Oosthoek's Uitgevers Mij. N.V (1916-1925)

Gepubliceerd op 13-12-2021

pragmatisme

betekenis & definitie

o., een in de VS en Engeland opgekomen filosofische richting, die alle weten en alle filosofie in onmiddellijk verband brengt met het leven, het handelen, de ‘praktijk’.

De term pragmatisme werd in 1878 ingevoerd door C.Peirce (sinds 1905: pragmaticisme). Hieronder verstond hij de theorie dat de betekenis van een begrip wordt uitgeput door de praktische effecten die men zich met betrekking tot een begrip kan indenken. In het algemeen beklemtoont het pragmatisme dat alle weten ontspruit aan praktische levensbehoeften en eisen (J.Dewey) en dat de waarde ervan bepaald wordt door de bruikbaarheid en het praktische succes. Dit leidde m.n. bij W.James tot een waarheidsopvatting volgens welke een theorie waar is inzover zij ‘werkt’, inzover zij b.v. sociaal nuttig of vruchtbaar is. Waarheid staat aldus niet los van enige waarde, maar maakt er deel van uit. De functie van het denken bestaat er dan ook in bevredigende relaties met de omgeving tot stand te brengen.

Het pragmatisme moet gezien worden als een reactie tegen het toenmalige idealisme (T.H.Green, F.H.Bradley) in de Angelsaksische filosofie. Het stelde zich tot doel aan te tonen hoe vele zgn. problemen van de klassieke filosofie geen reële problemen zijn en dat vrijwel elke metafysische uitspraak zinloos of absurd is (vergelijk het latere neopositivisme). Veel belang werd gehecht aan de verificatie (letterlijk: waar maken) en het voorspellende karakter van uitspraken. Van een absolute waarheid kan geen sprake zijn: alle waarheid moet beschouwd worden met betrekking tot de mens (het ‘humanisme’ van F.S.C.Schiller). Door de nadruk te leggen op de noodzaak van een klaar en op de praktijk gericht denken, heeft het pragmatisme in belangrijke mate bijgedragen tot een minder intellectualistische opvatting van de filosofie. Buiten de Angelsaksische wereld heeft het vooral invloed uitgeoefend in Italië (o.a. G.Papini) en Frankrijk (H.Bergson).

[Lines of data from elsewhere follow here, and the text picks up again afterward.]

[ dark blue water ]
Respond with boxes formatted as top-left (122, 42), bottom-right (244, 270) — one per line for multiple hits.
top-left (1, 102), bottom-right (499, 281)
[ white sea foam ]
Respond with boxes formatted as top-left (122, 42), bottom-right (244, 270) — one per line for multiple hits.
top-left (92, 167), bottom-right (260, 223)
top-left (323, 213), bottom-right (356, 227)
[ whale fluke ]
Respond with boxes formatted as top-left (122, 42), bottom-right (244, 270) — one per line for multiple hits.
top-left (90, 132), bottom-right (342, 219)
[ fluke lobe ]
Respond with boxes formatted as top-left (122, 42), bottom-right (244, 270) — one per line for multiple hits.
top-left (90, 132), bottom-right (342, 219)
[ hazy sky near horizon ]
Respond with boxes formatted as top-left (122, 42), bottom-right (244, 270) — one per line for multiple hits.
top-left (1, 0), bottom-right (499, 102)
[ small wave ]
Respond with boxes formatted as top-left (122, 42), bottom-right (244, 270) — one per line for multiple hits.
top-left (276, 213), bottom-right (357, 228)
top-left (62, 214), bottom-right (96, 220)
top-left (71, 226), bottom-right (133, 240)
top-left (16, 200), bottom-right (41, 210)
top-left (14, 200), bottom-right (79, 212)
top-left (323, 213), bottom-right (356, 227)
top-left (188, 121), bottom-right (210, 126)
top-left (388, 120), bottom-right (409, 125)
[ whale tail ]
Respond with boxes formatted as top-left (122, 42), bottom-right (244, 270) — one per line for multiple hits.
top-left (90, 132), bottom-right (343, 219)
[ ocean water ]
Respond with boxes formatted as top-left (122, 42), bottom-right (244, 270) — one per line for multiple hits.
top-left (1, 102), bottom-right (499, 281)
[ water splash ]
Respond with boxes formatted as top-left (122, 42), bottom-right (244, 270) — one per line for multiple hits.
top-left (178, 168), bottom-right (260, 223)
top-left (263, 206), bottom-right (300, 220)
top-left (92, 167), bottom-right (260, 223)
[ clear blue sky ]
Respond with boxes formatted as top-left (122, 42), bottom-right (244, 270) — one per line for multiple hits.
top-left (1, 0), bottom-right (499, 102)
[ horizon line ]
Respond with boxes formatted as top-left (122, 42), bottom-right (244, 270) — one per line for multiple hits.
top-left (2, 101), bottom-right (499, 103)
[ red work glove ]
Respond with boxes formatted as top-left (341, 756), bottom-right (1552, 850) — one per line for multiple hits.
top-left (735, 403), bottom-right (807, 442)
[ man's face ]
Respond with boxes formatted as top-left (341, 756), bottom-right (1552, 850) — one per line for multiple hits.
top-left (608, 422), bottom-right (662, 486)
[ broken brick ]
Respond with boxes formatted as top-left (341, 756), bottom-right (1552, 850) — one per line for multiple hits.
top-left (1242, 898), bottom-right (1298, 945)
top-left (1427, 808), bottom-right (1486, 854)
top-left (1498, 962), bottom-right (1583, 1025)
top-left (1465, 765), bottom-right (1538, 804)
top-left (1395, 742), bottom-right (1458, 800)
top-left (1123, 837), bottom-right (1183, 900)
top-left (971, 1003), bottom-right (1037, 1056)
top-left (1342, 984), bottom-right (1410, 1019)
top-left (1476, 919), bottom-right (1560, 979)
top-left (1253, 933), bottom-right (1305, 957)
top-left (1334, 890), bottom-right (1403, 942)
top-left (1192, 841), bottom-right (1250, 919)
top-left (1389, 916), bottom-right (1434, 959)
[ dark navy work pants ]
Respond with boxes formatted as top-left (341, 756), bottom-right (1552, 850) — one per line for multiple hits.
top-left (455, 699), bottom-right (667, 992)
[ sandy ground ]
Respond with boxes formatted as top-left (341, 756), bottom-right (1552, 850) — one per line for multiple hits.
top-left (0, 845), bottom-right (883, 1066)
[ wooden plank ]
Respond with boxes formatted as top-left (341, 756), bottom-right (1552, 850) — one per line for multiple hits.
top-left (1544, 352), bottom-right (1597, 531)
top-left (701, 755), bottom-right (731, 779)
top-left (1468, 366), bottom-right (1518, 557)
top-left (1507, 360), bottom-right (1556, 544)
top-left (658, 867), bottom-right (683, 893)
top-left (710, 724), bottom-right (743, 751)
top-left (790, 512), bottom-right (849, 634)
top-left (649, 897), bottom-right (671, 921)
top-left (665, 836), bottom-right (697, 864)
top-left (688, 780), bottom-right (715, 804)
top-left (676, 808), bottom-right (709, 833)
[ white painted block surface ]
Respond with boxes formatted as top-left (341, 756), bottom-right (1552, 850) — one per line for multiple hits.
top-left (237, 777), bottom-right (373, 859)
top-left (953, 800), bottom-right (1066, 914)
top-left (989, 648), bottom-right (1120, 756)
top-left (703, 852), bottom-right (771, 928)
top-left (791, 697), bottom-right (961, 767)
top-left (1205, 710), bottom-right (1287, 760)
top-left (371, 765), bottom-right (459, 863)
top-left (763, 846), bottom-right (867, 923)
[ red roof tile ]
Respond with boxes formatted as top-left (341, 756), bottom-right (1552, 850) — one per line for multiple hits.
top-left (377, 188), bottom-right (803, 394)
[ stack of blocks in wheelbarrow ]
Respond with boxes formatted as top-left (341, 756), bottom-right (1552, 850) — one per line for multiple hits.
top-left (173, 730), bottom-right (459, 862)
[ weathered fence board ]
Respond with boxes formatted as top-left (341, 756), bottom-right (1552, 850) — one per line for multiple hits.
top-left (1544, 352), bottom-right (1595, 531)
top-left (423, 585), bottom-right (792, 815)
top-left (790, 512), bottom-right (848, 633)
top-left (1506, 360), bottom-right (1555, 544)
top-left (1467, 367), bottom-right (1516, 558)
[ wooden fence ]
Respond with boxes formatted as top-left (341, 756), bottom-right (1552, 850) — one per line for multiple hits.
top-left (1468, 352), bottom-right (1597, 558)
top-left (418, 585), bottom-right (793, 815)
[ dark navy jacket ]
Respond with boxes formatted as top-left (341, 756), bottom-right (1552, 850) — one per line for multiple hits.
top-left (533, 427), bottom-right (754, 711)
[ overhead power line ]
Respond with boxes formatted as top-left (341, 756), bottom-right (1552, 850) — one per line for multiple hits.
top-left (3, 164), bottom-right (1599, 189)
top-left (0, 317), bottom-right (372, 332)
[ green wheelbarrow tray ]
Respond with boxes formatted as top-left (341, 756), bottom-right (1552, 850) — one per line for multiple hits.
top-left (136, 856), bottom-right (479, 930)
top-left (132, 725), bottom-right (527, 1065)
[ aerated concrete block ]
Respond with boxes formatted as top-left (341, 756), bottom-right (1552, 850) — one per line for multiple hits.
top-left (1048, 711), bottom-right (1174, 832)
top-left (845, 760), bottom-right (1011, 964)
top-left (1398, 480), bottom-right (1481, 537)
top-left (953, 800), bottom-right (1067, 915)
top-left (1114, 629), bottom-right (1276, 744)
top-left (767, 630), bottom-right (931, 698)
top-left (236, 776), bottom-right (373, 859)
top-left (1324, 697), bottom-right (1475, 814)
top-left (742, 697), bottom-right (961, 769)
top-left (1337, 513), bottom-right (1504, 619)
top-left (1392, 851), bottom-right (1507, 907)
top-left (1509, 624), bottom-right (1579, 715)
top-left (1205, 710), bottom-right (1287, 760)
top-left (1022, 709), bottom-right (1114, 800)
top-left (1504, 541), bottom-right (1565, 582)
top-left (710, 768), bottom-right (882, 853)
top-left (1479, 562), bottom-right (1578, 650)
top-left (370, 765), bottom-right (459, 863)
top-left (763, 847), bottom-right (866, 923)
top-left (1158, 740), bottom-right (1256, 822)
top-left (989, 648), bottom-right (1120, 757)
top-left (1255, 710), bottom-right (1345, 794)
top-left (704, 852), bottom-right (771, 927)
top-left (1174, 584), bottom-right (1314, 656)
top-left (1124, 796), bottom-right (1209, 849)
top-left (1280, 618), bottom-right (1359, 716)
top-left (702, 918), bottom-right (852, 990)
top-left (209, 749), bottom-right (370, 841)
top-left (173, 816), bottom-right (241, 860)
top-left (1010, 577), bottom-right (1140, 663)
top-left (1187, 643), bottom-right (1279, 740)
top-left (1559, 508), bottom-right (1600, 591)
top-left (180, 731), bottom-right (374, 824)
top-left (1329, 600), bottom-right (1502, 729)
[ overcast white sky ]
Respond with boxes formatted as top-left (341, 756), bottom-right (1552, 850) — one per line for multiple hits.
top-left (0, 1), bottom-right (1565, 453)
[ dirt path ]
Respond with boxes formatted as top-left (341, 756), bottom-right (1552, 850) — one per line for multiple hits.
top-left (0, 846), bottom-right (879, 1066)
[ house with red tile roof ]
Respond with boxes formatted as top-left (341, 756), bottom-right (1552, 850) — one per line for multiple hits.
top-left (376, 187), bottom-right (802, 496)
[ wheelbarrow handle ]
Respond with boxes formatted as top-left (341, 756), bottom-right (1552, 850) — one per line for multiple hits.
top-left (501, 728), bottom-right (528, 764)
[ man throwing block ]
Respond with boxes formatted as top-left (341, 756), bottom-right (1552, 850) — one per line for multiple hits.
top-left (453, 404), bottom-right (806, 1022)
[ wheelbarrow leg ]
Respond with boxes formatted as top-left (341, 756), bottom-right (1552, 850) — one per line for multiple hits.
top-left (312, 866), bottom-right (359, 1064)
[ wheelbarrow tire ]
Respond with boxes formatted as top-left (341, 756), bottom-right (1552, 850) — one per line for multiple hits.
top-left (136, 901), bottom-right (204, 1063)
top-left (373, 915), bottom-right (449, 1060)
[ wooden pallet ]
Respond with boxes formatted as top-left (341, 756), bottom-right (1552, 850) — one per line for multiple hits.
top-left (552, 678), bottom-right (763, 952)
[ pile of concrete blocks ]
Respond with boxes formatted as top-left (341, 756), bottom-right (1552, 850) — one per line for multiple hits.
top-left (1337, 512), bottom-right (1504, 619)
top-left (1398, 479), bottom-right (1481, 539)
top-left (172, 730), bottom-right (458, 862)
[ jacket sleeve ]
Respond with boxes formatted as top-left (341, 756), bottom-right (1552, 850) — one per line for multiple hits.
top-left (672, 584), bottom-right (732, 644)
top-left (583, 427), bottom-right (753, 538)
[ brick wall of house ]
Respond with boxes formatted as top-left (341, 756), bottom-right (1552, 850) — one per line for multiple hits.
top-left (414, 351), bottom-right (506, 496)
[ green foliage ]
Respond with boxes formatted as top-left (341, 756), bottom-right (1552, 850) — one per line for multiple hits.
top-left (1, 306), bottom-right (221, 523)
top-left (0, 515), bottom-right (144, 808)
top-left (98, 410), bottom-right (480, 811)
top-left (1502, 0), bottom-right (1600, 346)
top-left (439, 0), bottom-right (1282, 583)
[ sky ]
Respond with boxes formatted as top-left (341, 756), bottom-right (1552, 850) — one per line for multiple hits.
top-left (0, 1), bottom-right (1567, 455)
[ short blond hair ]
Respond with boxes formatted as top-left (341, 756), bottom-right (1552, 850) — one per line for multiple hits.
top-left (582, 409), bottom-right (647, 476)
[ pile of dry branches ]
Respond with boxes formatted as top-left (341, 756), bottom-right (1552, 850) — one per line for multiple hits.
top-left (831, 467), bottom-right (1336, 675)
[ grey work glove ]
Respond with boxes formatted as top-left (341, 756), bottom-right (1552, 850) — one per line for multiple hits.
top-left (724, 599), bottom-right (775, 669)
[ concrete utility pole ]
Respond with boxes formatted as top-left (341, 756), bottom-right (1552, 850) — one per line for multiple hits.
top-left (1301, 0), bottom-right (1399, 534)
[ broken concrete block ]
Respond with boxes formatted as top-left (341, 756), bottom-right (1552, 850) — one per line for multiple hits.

LITT. W.James, Pragmatism (1907); S.Hook, The metaphysics of pragmatism (1927; herdr. 1977); P. Wiener, Evolution and the founders of pragmatism (1949; herdr. 1969); E.C.Moore, American pragmatism (1961); H.Thayer, Meaning and action. A critical history of pragmatism (1968; verk. uitg. 1973); C.Morris. The pragmatic movement in American philosophy (1970); H.Thayer, (red.), Pragmatism. The classic writings (1970); S.Eames, Pragmatic naturalism (1977).